What is AI-feature QA, and how is it different from regular QA?
AI-feature QA is the testing discipline applied to product features that use LLMs or other AI models. Regular QA verifies that deterministic code does what it's supposed to. AI-feature QA verifies that non-deterministic model output stays within named bounds — faithfulness, refusal-correctness, length, citation, on-topic — across versions of the model, the prompt, and the retrieval context. Different failure modes, different artifacts (eval suites, golden sets, prompt regression), different release-gate criteria.
Do we need this if we already have a regular QA process?
If you ship AI features, yes. Your existing test suite catches deterministic regressions; it doesn't catch a model update that quietly drops faithfulness from 94% to 81%. AI-feature QA layers in alongside the discipline you already have — same release-gate spec, with AI-specific thresholds added.
What tools do you use?
DeepEval is our default eval harness. promptfoo and LangSmith where they fit. Claude Code for prompt iteration and trace review. Playwright for AI flows that ship in browser-based products. We bring tooling to where your stack already is — no vendor lock-in. Every artifact is yours to keep on day one.
What's a golden set?
50 to 200 production traces per AI feature, version-controlled, with expected-output annotations. The golden set is the input side of every eval suite. New failure modes found in production get added to the golden set as part of incident response, not "later when we have time." Full procedure documented in the Eval workflow.

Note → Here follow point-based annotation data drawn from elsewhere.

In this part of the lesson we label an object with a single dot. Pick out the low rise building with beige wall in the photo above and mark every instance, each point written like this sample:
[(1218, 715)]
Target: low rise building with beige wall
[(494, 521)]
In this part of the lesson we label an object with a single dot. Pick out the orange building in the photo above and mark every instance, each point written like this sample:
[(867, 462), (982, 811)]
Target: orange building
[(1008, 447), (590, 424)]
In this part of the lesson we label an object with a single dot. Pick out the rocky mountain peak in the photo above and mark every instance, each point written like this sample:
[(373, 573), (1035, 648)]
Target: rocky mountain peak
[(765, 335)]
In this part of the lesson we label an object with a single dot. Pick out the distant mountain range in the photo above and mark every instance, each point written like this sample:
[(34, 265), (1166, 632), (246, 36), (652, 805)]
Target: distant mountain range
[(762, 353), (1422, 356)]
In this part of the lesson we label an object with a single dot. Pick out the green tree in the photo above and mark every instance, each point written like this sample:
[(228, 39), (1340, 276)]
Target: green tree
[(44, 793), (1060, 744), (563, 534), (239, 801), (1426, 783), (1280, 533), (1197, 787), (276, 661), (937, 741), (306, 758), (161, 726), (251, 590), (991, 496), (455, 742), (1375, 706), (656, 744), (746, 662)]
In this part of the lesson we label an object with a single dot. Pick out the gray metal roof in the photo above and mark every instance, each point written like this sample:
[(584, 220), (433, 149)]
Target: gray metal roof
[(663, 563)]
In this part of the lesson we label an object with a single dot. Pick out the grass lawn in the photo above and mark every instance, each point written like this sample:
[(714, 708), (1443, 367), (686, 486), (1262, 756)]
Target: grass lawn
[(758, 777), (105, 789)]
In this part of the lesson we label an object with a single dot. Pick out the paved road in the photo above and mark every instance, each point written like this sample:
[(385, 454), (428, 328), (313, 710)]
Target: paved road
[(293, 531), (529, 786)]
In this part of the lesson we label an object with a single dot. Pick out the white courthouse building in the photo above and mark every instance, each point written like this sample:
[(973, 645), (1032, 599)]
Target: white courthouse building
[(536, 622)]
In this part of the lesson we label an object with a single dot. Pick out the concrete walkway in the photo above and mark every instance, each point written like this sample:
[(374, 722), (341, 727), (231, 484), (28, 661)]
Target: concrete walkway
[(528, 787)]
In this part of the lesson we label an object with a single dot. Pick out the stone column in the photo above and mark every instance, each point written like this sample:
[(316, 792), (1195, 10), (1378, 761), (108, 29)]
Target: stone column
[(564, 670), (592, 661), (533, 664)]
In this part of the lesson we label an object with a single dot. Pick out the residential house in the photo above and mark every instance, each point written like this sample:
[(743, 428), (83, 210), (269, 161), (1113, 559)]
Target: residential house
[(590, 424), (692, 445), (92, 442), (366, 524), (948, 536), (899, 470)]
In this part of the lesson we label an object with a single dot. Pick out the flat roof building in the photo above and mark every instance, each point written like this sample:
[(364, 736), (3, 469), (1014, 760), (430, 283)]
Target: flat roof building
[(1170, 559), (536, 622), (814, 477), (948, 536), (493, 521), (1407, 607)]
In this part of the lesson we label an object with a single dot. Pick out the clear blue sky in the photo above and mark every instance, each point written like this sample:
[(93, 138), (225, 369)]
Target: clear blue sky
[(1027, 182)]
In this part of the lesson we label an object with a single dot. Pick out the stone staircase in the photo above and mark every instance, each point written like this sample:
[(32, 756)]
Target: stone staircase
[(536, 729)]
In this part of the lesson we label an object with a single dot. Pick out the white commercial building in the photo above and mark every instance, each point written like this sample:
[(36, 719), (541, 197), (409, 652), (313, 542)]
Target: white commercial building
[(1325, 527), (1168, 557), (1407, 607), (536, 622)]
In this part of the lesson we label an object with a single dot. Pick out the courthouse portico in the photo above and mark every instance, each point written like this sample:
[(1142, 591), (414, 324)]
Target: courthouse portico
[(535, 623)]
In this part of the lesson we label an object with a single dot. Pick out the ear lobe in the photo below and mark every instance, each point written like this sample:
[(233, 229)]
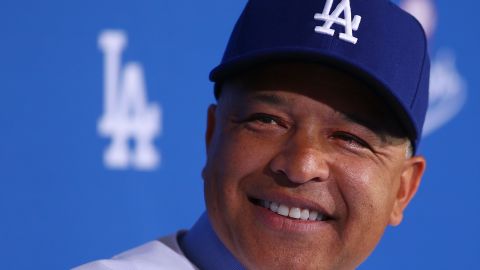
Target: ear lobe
[(409, 183), (210, 124)]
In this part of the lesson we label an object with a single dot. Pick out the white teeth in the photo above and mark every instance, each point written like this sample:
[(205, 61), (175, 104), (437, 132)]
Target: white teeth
[(274, 206), (305, 214), (283, 210), (313, 215), (294, 213)]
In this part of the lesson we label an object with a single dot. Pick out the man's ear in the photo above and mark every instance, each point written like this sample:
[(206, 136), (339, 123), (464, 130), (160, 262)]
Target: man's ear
[(210, 124), (409, 182)]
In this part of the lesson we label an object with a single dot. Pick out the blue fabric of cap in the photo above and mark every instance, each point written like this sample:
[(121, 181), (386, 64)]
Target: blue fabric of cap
[(390, 51)]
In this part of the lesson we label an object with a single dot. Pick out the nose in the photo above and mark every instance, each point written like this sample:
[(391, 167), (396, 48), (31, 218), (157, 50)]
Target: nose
[(302, 160)]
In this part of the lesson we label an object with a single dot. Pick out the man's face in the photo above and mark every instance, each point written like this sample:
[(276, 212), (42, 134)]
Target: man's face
[(304, 169)]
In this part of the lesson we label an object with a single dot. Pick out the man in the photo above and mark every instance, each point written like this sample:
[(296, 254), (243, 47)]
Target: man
[(311, 145)]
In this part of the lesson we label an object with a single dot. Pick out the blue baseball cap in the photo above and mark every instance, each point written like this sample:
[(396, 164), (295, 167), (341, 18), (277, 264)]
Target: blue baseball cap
[(373, 40)]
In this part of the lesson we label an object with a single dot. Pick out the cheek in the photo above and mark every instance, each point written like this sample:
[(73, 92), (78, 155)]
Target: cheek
[(367, 192), (232, 158)]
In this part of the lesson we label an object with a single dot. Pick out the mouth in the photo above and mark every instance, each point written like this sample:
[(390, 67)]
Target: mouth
[(292, 212)]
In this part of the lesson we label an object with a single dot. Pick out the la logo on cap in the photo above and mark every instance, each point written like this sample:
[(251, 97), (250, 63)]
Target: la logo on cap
[(334, 17)]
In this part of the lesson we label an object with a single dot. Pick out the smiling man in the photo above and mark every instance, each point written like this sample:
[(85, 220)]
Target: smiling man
[(311, 147)]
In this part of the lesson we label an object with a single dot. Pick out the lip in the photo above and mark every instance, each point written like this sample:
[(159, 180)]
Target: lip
[(291, 201), (276, 222)]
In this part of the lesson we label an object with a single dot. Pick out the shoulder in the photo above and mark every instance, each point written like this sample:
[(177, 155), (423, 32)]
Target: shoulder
[(159, 254)]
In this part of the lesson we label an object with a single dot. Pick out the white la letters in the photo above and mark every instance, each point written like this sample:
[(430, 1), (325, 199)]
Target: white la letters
[(347, 22), (127, 116)]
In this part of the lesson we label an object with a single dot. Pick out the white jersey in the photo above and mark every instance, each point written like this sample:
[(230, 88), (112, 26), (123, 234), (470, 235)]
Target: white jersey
[(155, 255)]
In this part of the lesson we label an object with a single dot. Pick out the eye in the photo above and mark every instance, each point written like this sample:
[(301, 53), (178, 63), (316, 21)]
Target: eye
[(351, 140), (265, 121)]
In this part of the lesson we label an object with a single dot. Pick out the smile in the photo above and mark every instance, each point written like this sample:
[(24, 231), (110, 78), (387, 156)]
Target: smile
[(292, 212)]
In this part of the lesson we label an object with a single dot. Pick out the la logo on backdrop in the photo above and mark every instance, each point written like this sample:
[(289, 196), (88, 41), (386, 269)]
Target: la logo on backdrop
[(448, 91), (126, 114)]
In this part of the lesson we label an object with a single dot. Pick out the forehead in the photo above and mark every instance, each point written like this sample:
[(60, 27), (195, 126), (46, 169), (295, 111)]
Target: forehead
[(325, 85)]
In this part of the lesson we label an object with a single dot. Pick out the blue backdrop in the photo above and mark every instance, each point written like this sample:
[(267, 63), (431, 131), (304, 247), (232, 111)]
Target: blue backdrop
[(62, 204)]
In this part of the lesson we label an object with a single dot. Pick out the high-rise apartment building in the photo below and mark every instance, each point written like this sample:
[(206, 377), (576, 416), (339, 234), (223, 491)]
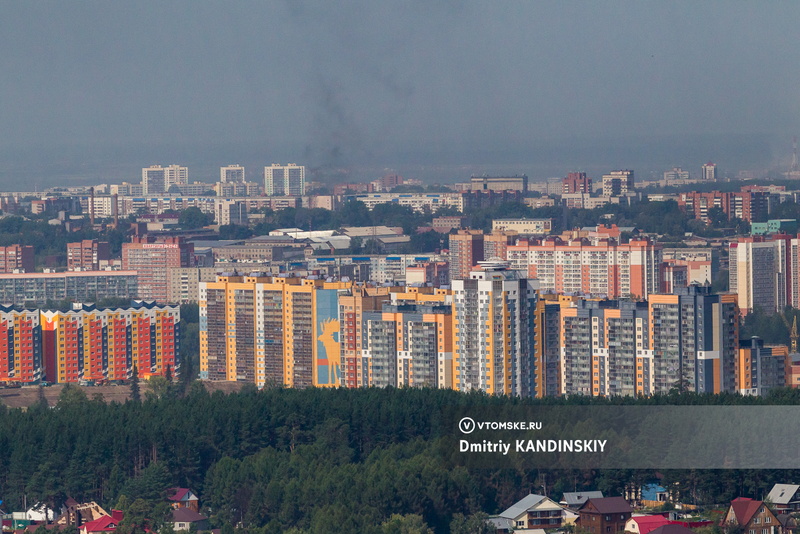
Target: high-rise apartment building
[(757, 273), (576, 182), (709, 171), (42, 289), (152, 258), (618, 183), (17, 258), (493, 323), (20, 346), (750, 206), (675, 174), (288, 180), (694, 339), (601, 344), (271, 330), (600, 267), (495, 245), (686, 341), (87, 255), (499, 183), (466, 250), (352, 307), (231, 174), (409, 341), (157, 179), (761, 368), (89, 344)]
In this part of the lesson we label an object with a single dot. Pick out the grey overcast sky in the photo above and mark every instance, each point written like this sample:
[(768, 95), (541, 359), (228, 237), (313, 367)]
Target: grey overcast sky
[(386, 83)]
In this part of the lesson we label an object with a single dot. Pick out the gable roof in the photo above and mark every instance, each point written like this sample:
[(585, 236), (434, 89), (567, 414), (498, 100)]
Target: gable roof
[(185, 515), (521, 506), (648, 523), (782, 493), (672, 529), (180, 494), (573, 498), (105, 523), (610, 505), (744, 509)]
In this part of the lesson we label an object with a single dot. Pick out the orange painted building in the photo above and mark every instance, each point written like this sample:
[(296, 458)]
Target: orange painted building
[(99, 345), (20, 346)]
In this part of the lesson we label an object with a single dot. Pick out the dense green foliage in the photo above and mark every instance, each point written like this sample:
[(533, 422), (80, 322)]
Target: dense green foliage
[(362, 460)]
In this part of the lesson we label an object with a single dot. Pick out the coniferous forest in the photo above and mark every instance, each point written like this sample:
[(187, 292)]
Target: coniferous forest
[(315, 460)]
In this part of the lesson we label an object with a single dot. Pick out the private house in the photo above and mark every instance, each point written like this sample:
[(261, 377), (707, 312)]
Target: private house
[(575, 499), (102, 525), (784, 498), (531, 513), (184, 518), (645, 524), (183, 498), (604, 516), (753, 516)]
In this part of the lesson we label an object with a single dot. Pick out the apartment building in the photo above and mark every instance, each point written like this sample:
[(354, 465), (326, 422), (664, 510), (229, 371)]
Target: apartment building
[(151, 258), (493, 346), (87, 255), (270, 330), (88, 344), (41, 289), (600, 267), (409, 341), (17, 259)]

How do you charge for AI-feature QA?
It's included in the Gloxx Retainer ($15,000/month, month-to-month) at no surcharge when the roadmap calls for it. We don't sell AI-feature QA as a separate paid module because that incentive would push us to upsell teams that don't need it.
How fast is the ramp?
Two-week ramp to coverage map and named failure modes for the AI features in scope. First eval suite live in CI by week three. The 90-day plan tells you which workflows from the Gloxx QA Institute we'll harden first based on your weakest dimension on the Maturity Model.
Do you replace the engineers writing the AI features?
No. Engineers stay responsible for the code and the prompts they ship. We own the eval-suite, golden-set, drift-monitoring, and release-gate discipline that wraps it. Two responsibilities, one accountable lead.
What if we're a regulated fintech or healthtech?
Refuse policy gets formal treatment — written list across out-of-scope, unsafe, and regulatory buckets, system-prompt enforcement, refusal-correctness evals, and dated legal review. Audit-friendly artifacts at every step. We don't issue certifications and we don't make compliance claims; we produce the methodology-based evidence your auditor wants to see. The full procedure is at the Refuse Policy workflow.